Juror Removed in Citigroup Case After Google Search Revealed Michael Moore Link
A dance teacher and former circus performer sitting as a juror in a case involving Citigroup was dismissed after a law firm Google search showed she was associated with a film by muckraking filmmaker Michael Moore.
U.S. District Judge Jed Rakoff of Manhattan dismissed the juror after he concluded she appeared to be lying and eager to stay on the case when he questioned her about alleged comments she made outside the courtroom, the Wall Street Journal (sub. req.) and the New York Daily News report.

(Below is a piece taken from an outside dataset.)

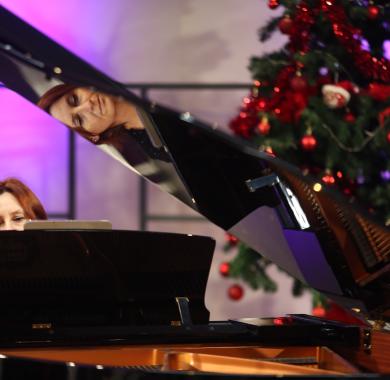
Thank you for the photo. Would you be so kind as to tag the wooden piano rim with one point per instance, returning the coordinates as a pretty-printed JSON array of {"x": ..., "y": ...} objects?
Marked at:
[{"x": 194, "y": 358}]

Citigroup lawyer Ted Wells said he became concerned when the juror’s demeanor changed as the bank began presenting its case. Citigroup is accused in the civil suit of duping Terra Firma Capital Partners in its $6.3 billion acquisition of EMI Group.
Before Citigroup’s presentation, the juror was attentive and took notes “like a person possessed,” Wells said. But when he began presenting the Citigroup case, “I saw a different person,” he said.

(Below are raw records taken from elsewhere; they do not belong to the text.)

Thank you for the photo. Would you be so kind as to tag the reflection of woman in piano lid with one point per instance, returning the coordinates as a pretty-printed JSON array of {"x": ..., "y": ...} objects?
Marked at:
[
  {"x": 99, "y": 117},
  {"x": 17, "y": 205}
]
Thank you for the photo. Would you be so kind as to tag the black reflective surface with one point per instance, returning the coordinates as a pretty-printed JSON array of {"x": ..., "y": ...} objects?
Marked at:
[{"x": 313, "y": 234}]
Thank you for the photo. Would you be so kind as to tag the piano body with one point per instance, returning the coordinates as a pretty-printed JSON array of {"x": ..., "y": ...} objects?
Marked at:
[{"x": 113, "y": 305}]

The observation prompted the Google search and the discovery that the juror was on the credits of Moore’s film, Capitalism: A Love Story. After Wells objected, a court reporter told of overhearing the juror’s comments while on an elevator. She reportedly complained about “too much information” and not knowing what to focus on.
Michael Moore told the Wall Street Journal that the juror was simply a Santa’s helper to her husband in a scene about unemployed people who were working as Santas. Moore said his film shouldn’t be the reason for disqualification. If anything, he told the newspaper, it should be required viewing.